Resolving deltas: 100% (5538/5538), done.

import torch
import sys
sys.path.append("/content/espaloma")
import espaloma as esp

Warning: importing 'simtk.openmm' is deprecated.  Import 'openmm' instead.
Warning: Unable to load toolkit 'OpenEye Toolkit'. The Open Force Field Toolkit does not require the OpenEye Toolkits, and can use RDKit/AmberTools instead. However, if you have a valid license for the OpenEye Toolkits, consider installing them for faster performance and additional file format support: https://docs.eyesopen.com/toolkits/python/quickstart-python/linuxosx.html OpenEye offers free Toolkit licenses for academics: https://www.eyesopen.com/academic-licensing

Load dataset

Here we load the PhAlKeThoh dataset and shuffle before splitting into training, validation, and test (80%:10%:10%)

%%capture
! wget http://data.wangyq.net/esp_dataset/phalkethoh_mm_small.zip
! unzip phalkethoh_mm_small.zip

ds = esp.data.dataset.GraphDataset.load("phalkethoh")
ds.shuffle(seed=2666)
ds_tr, ds_vl, ds_te = ds.split([8, 1, 1])
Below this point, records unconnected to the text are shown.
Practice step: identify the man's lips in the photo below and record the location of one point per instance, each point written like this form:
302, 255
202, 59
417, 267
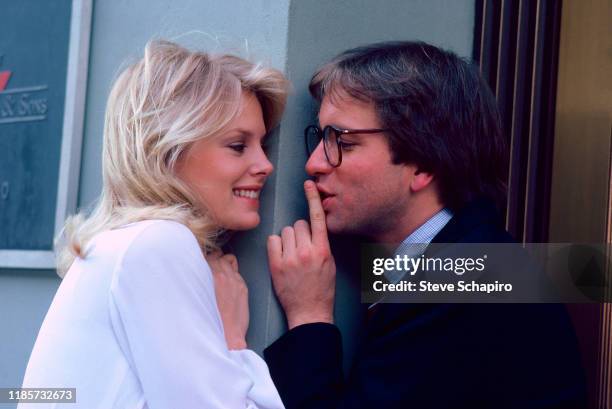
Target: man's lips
326, 196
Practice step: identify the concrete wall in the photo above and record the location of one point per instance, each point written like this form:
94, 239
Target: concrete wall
295, 36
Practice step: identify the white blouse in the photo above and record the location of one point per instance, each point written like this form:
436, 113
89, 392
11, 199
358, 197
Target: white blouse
135, 325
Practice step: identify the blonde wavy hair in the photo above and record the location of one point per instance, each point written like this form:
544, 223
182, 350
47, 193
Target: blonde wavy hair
156, 109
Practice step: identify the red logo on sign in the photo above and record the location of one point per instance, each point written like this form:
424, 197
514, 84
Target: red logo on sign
4, 76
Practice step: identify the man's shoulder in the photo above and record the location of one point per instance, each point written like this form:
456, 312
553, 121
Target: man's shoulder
477, 222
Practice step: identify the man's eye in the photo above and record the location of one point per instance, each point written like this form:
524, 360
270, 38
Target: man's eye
346, 146
238, 147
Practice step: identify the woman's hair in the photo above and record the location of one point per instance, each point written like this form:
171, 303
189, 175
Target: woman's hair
156, 109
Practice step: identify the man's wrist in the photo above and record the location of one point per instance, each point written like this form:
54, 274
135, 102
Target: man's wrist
302, 319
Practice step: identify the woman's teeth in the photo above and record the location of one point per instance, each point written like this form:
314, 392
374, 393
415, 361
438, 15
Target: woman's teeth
251, 194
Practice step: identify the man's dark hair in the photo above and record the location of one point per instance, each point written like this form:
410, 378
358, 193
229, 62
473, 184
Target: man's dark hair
441, 115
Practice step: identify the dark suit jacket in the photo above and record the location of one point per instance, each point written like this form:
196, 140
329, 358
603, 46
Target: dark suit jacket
438, 355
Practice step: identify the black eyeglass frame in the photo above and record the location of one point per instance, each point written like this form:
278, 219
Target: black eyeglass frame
339, 132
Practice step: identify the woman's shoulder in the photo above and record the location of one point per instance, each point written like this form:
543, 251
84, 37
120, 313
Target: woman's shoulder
157, 250
153, 238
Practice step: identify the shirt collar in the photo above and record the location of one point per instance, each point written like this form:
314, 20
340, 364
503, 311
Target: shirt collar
416, 243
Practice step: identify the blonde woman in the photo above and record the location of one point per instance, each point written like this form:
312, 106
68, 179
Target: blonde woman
135, 322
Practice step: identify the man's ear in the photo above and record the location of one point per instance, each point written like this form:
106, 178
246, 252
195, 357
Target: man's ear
420, 180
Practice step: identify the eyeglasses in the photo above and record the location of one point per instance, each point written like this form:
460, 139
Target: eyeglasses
332, 141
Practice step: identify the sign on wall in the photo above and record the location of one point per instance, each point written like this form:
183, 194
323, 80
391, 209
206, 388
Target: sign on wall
43, 67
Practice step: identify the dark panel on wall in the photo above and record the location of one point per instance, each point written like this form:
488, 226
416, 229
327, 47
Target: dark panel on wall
33, 63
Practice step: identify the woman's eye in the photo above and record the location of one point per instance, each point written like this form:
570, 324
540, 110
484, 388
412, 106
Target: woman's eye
238, 147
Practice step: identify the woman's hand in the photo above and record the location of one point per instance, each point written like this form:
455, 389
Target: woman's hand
232, 298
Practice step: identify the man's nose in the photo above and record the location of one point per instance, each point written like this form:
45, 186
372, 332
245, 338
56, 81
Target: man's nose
317, 163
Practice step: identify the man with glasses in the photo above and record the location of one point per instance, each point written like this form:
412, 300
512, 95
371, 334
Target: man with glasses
409, 150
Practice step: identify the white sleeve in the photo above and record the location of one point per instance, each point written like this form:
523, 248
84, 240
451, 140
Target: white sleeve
164, 312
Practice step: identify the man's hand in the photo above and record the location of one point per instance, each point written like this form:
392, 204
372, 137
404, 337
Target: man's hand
232, 298
302, 266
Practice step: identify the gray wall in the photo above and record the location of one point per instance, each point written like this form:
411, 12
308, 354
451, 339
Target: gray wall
295, 36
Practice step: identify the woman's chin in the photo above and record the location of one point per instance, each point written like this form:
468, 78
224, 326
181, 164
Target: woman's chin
244, 223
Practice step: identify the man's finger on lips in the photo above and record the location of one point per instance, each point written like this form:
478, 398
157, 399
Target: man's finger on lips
317, 215
302, 233
288, 238
275, 253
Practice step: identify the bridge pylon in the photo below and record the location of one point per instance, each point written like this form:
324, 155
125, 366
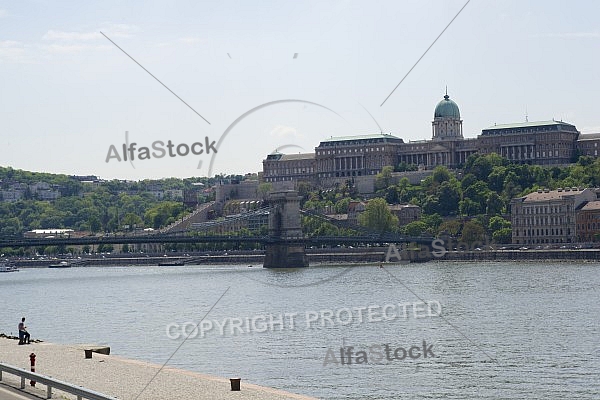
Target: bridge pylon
284, 227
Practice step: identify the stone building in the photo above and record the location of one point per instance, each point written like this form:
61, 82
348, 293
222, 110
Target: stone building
359, 158
406, 213
548, 216
352, 156
448, 147
588, 144
588, 222
278, 167
541, 143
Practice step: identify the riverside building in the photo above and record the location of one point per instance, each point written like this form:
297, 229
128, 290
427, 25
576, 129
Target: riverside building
339, 159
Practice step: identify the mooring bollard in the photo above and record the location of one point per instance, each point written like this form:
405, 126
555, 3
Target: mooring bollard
235, 384
32, 359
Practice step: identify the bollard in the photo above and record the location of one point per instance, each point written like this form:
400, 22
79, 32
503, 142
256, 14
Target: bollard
235, 384
32, 359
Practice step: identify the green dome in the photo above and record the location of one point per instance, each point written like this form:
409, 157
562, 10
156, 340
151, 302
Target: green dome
446, 108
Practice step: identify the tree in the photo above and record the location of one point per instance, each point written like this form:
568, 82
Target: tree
469, 207
503, 235
451, 227
384, 178
449, 197
264, 189
415, 228
440, 175
496, 223
494, 204
377, 216
473, 232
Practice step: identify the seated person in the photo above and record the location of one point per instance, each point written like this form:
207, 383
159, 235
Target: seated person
23, 334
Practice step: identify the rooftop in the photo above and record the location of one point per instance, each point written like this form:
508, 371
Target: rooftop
591, 205
529, 124
589, 136
299, 156
546, 195
361, 137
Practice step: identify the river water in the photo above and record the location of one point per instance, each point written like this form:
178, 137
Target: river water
506, 330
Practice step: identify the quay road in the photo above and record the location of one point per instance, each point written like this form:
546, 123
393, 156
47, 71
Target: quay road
171, 238
10, 393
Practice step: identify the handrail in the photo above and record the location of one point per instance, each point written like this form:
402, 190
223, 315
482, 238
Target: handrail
80, 392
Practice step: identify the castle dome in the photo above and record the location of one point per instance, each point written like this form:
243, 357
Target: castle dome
446, 109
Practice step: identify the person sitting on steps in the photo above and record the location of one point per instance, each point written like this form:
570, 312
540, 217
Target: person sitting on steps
23, 334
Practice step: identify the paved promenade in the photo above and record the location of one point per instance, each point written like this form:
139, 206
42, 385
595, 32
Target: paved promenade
123, 378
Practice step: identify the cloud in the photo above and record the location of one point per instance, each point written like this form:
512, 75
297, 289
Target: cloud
590, 129
571, 35
119, 30
71, 36
190, 40
284, 131
11, 50
111, 30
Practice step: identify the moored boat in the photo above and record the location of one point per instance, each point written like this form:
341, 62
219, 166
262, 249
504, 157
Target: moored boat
6, 266
62, 264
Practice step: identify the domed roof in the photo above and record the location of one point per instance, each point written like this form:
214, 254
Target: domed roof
446, 108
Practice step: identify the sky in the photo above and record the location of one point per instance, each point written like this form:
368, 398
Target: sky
68, 94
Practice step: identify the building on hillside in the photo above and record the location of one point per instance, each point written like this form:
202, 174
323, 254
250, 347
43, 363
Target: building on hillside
540, 143
280, 167
236, 190
359, 158
49, 233
588, 222
548, 216
406, 213
588, 144
352, 156
447, 147
355, 208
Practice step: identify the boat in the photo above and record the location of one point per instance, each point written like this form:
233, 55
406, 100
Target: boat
171, 264
6, 266
62, 264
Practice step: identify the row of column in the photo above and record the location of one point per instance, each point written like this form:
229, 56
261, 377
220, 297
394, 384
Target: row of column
520, 152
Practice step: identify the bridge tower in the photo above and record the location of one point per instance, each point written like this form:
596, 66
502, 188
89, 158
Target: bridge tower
284, 227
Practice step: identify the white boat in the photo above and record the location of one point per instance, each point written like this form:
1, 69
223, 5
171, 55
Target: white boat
6, 266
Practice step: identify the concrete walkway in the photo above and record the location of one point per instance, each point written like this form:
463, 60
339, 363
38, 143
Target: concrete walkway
123, 378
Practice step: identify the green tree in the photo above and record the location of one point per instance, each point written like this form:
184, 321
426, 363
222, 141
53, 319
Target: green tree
384, 178
503, 235
378, 217
415, 228
473, 232
494, 204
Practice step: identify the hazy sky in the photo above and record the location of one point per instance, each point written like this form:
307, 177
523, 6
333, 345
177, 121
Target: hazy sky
68, 94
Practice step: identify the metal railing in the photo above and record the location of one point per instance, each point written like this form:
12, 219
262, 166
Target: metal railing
50, 383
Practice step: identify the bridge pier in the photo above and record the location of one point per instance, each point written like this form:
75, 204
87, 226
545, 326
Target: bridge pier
284, 227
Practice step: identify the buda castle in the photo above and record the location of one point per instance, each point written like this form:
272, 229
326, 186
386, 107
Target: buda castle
337, 159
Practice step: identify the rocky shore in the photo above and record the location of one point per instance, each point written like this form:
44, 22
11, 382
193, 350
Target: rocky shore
123, 378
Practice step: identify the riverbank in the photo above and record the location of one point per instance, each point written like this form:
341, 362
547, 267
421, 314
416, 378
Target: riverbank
320, 256
124, 378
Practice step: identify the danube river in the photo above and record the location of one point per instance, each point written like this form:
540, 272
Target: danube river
506, 330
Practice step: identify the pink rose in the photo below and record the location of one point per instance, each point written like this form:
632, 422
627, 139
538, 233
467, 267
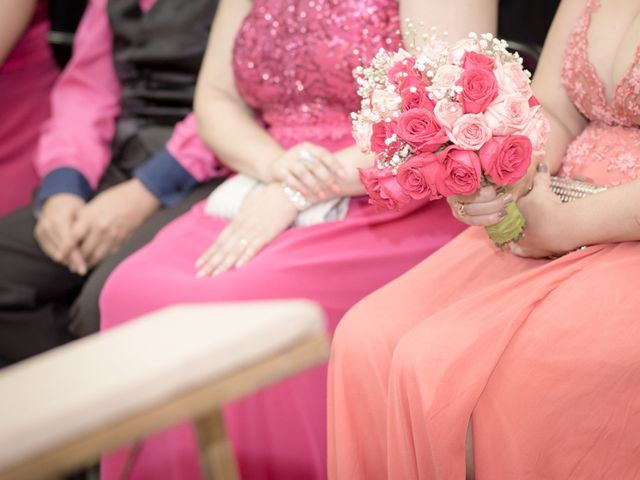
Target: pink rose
458, 49
506, 159
447, 113
379, 134
512, 79
507, 114
477, 60
537, 130
417, 176
446, 76
415, 97
461, 174
383, 188
420, 129
470, 131
479, 89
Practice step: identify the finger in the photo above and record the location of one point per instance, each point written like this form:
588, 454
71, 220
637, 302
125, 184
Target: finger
91, 242
251, 251
484, 220
77, 263
309, 181
253, 247
517, 249
293, 182
542, 178
329, 161
60, 234
101, 251
324, 176
47, 244
488, 208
DGL backend not selected or invalid.  Assuming PyTorch for now.
Using backend: pytorch

Setting the default backend to "pytorch". You can change it in the ~/.dgl/config.json file or export the DGLBACKEND environment variable.  Valid options are: pytorch, mxnet, tensorflow (all lowercase)

A training dataloader is constructed with batch_size=100

ds_tr_loader = ds_tr.view(batch_size=100, shuffle=True)

g_tr = next(iter(ds_tr.view(batch_size=len(ds_tr))))
g_vl = next(iter(ds_vl.view(batch_size=len(ds_vl))))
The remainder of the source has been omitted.